"Couvrez ce sein, que je ne saurais voir.
Par de pareils objets les âmes sont blessées,
Et cela fait venir de coupables pensées."
Le Tartuffe, III, 2 (v. 860-862)
Symbole de la féminité, zone érogène somptueuse, nos seins sont un sujet très vaste de questionnement. Ce sujet devient le mien parce que j’ai encore été censurée pour une photo montrant une femme ravissante, poitrine naissante, et tétons apparents. Je sais bien que les tétons sont malvenus sur Facebook et je n’y peux rien malheureusement, à part m’insurger sur le décalage entre la vue magnifique sur des seins, la beauté, et la violence qui est omniprésente sur les réseaux sociaux et partout ailleurs. Je suis ce que je suis, j’aime un peu transgresser.
J’ai une clientèle mixte et reçois des femmes de tout âge et tout horizon. Je suis une femme et j’ai moi-même mon propre rapport avec mes seins. Si aujourd’hui je les aime et je m’aime, cela n’a pas toujours été le cas.
La plupart d’entre nous n’avons pas toujours aimé nos seins, et certaines ne les aiment toujours pas. Trop gros, trop petits, asymétriques, forme poire ou pomme, à la Jane Birkin ou dignes des couvertures de Playboy, trop, aréoles trop larges ou toutes petites, tétons rentrés ou trop gros, malformations, le cancer du sein, l’allaitement, souffrances diverses … A la puberté tout d’un coup notre corps change, beaucoup. Les hanches s’épanouissent, les poils poussent, nos règles apparaissent, les hormones … et notre poitrine pousse souvent douloureusement. Je me rappelle que je faisais du judo et que les prises, les gestes même petits qui touchaient mes seins, étaient tellement douloureux que j’ai arrêté ce sport.
Nos seins sont pourtant fièrement posés sur nos pecs, naturellement doux et plein de notre féminin. Nos tétons arrogants et réactifs au froid, au vent, au soleil, aux langues, aux caresses, frémissent si subtilement. Rien de plus efficace pour une femme en paix avec son corps qu’un massage des seins, auto massage pour entretenir son énergie sexuelle et même influencer sur son cycle et ses règles (pratique taoïste). Rien de tel qu’un toucher délicat et puissant de nos seins pour faire chauffer notre chaudron alchimique et mettre en route la sécrétion de notre temple. Rien de plus puissant qu’un tétage de tétons, voir plus encore 😊, pour sentir l’éveil de notre animalité et sensualité.

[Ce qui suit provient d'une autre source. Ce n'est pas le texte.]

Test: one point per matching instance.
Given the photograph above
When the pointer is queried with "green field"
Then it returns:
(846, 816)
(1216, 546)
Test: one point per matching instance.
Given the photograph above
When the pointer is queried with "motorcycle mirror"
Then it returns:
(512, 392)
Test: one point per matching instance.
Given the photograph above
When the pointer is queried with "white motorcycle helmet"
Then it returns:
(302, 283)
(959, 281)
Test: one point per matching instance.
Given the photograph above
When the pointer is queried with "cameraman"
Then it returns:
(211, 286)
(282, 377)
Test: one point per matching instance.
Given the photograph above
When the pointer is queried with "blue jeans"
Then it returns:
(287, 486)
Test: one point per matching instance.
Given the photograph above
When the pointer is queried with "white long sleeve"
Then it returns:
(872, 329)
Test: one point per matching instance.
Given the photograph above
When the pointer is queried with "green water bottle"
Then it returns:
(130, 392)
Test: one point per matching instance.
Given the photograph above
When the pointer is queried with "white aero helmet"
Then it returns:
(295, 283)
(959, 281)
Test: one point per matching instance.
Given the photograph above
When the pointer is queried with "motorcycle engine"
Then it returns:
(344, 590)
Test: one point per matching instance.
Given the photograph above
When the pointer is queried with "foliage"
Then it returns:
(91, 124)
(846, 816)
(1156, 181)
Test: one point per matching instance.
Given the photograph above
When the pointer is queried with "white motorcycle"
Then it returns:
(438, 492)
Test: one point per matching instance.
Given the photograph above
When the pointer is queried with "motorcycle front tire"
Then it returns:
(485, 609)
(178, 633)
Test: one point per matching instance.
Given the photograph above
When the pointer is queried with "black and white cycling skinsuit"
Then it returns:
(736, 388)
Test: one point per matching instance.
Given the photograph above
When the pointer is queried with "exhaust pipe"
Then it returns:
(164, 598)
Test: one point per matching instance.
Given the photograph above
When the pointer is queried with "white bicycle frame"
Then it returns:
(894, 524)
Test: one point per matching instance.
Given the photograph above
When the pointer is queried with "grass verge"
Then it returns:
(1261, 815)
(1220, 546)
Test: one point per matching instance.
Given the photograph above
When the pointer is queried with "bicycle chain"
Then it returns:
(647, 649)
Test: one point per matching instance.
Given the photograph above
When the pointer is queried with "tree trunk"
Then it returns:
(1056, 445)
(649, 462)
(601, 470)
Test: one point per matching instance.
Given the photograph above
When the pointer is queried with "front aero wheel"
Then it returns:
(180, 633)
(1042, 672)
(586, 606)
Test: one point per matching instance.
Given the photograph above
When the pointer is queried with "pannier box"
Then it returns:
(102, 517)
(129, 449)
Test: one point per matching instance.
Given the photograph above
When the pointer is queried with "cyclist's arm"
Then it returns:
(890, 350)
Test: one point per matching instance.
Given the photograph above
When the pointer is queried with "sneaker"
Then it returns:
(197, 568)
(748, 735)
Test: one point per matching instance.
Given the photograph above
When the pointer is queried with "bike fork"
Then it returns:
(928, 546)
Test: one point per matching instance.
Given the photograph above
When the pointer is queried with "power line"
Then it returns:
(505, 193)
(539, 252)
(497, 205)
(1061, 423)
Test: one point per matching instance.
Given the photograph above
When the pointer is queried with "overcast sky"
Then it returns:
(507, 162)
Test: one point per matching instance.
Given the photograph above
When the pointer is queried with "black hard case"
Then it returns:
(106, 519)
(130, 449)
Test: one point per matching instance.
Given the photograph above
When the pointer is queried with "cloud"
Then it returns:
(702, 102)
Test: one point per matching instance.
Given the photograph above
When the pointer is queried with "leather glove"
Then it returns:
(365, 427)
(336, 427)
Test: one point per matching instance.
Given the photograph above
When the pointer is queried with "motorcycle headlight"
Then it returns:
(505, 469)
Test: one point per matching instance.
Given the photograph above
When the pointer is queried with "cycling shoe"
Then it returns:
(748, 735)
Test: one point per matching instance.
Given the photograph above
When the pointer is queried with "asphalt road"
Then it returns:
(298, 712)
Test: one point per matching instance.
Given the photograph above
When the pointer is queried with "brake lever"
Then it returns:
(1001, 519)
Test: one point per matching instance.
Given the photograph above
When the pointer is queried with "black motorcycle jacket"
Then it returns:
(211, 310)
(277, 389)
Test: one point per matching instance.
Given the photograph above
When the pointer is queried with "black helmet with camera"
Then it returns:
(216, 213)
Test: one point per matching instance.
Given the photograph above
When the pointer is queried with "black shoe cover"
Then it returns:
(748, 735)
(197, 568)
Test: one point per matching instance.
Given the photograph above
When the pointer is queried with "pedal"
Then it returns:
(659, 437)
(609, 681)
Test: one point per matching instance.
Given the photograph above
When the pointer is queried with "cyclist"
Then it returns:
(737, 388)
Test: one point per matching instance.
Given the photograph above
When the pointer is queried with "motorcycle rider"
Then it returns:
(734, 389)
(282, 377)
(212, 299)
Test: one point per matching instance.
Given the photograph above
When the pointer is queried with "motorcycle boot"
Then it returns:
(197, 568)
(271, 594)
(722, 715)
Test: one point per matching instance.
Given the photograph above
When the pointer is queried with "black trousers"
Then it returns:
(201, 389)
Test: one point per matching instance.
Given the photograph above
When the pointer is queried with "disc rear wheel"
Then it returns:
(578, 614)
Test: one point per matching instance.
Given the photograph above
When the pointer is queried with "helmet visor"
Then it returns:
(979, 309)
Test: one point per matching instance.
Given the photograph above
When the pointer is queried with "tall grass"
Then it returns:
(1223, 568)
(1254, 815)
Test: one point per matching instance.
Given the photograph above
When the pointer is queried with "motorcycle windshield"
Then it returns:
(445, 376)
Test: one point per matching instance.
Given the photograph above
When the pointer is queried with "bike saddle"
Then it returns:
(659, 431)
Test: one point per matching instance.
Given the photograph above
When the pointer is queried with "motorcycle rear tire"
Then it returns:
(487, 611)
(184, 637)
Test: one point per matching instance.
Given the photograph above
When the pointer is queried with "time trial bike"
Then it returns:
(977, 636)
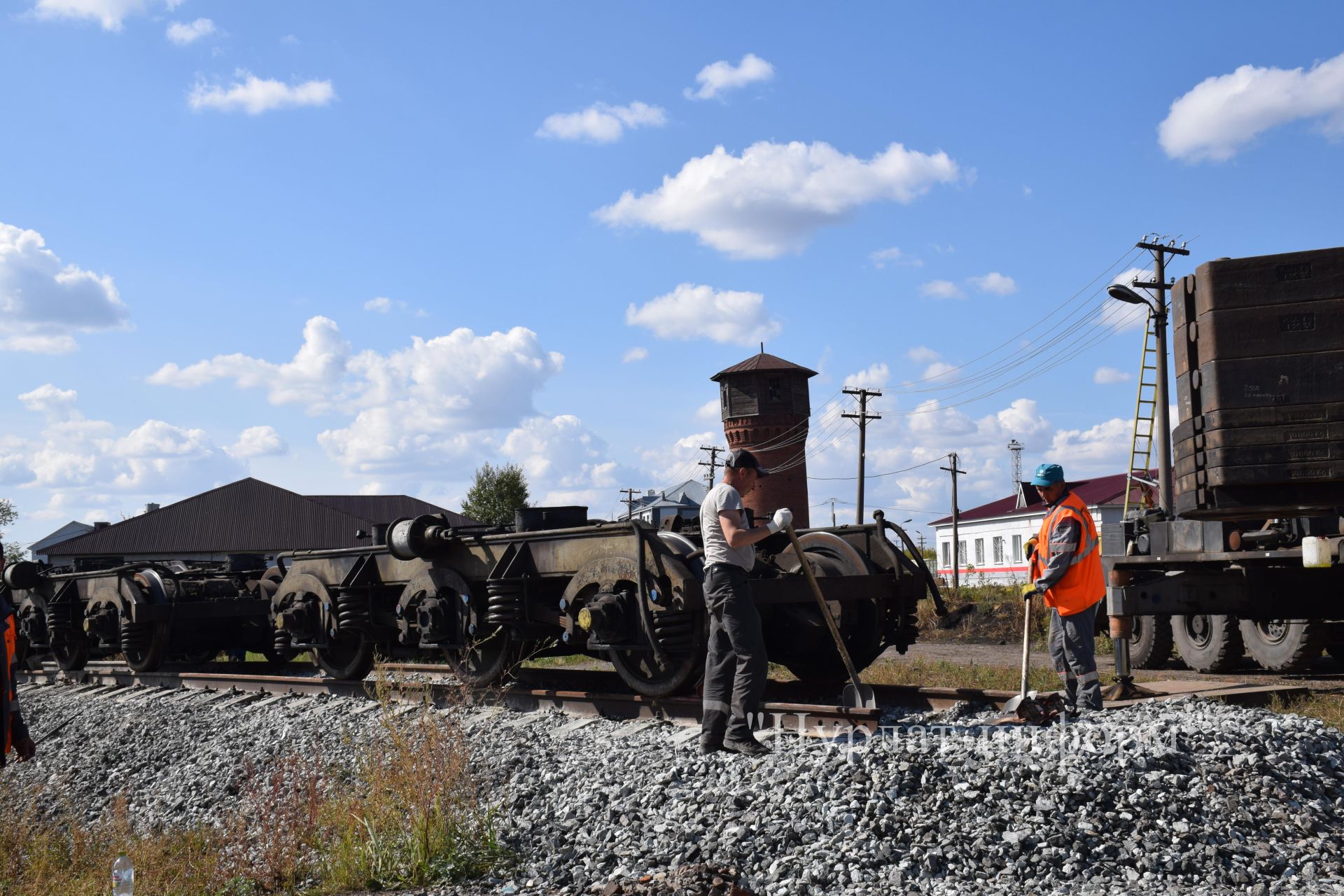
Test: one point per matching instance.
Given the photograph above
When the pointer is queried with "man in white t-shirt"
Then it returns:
(736, 666)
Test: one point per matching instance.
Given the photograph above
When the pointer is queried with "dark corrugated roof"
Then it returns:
(762, 362)
(248, 516)
(1108, 489)
(385, 508)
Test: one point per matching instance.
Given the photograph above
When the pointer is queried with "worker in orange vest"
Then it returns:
(14, 734)
(1066, 568)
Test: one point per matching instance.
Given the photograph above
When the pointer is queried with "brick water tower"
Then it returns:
(765, 409)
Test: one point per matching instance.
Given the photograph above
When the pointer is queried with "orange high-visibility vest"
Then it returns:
(1082, 584)
(11, 650)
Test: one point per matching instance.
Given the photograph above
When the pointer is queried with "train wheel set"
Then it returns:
(484, 599)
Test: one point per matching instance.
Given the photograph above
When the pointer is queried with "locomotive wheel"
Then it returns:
(1284, 645)
(71, 657)
(347, 660)
(859, 622)
(1208, 643)
(486, 660)
(685, 666)
(150, 657)
(279, 657)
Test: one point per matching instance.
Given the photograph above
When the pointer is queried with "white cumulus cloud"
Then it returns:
(995, 282)
(892, 255)
(257, 441)
(109, 14)
(721, 77)
(182, 34)
(875, 377)
(774, 197)
(312, 377)
(254, 96)
(43, 302)
(941, 289)
(1109, 375)
(704, 312)
(601, 122)
(1221, 115)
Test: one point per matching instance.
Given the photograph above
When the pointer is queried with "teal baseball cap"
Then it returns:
(1049, 475)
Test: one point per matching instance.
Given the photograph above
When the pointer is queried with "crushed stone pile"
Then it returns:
(176, 761)
(1189, 797)
(1186, 797)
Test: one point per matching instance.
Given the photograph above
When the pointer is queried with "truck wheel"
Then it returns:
(1284, 645)
(1151, 644)
(1208, 643)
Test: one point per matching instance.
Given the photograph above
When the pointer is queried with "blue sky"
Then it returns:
(424, 204)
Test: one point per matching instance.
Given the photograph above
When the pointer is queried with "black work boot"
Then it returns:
(748, 747)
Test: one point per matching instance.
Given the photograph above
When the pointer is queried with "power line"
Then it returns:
(873, 476)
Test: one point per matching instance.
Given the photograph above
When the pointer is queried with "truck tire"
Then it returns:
(1284, 645)
(1208, 643)
(1151, 644)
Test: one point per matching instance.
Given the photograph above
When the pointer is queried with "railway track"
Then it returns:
(790, 706)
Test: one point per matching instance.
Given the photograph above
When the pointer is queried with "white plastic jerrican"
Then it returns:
(1317, 552)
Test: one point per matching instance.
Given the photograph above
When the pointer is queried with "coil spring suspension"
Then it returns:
(61, 622)
(136, 637)
(503, 602)
(353, 612)
(675, 630)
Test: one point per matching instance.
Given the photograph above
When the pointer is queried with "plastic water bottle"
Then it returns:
(122, 876)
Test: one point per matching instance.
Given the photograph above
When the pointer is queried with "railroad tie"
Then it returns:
(566, 729)
(631, 729)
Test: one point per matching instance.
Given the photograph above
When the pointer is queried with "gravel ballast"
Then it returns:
(1175, 797)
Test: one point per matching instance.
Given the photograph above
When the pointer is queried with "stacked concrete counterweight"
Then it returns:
(765, 406)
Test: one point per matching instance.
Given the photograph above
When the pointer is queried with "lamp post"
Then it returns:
(1164, 433)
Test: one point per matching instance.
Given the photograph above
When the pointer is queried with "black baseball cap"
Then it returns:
(745, 460)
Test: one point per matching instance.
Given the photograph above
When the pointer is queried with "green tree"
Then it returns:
(7, 517)
(496, 493)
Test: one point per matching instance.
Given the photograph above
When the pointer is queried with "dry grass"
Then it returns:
(1327, 707)
(940, 673)
(407, 813)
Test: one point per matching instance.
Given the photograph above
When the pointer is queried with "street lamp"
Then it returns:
(1161, 418)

Rituel de transmission avec l’achat du premier soutien-gorge, plus ou moins réussi, avec nos mamans, gênées, fières, inquiètes ... Coton ou dentelle, représentation de la féminité particulière. Les regards des mères, des proches et des hommes, les représentations culturelles et symboliques dont leurs seins font l’objet échappent aux femmes. Elles n’ont pas de prise sur ce signe extérieur de leur identité. Et il n’y a pas d’entre-deux : soit ils sont assimilés à un objet érotique, soit à la maternité et à l’allaitement. La poitrine est à la fois un tabou et un cliché. Elle est dotée d’une dimension sexuelle, qui peut même être vulgaire et sale. Notre corps n’est pas un objet dont nous pouvons changer les pièces quand elles sont cassées. Nous devons en prendre soin. Et pour se réapproprier sa féminité, pour accepter cette zone si sensible et l’embellir, rien de plus efficace que de la toucher, en optant pour des gestes de bien-être simples, dénués de toute connotation sexuelle ou médicale. Insuffler de la vie, de la conscience dans la poitrine. Pour l’assumer et la faire rayonner, mais également parce qu’un organe dont nous nous soucions se défend mieux contre des agressions potentielles.
Honorons nos seins les femmes, chérissons-les, soyons fières de nos tétons. Envol de soutien-gorge et liberté de respirer librement sans carcan. Toutes nos potrines sont belles de tendresse et d’amour, de joie et d’impertinence, nos poitrines c’est la diversité du féminin, de la féminité.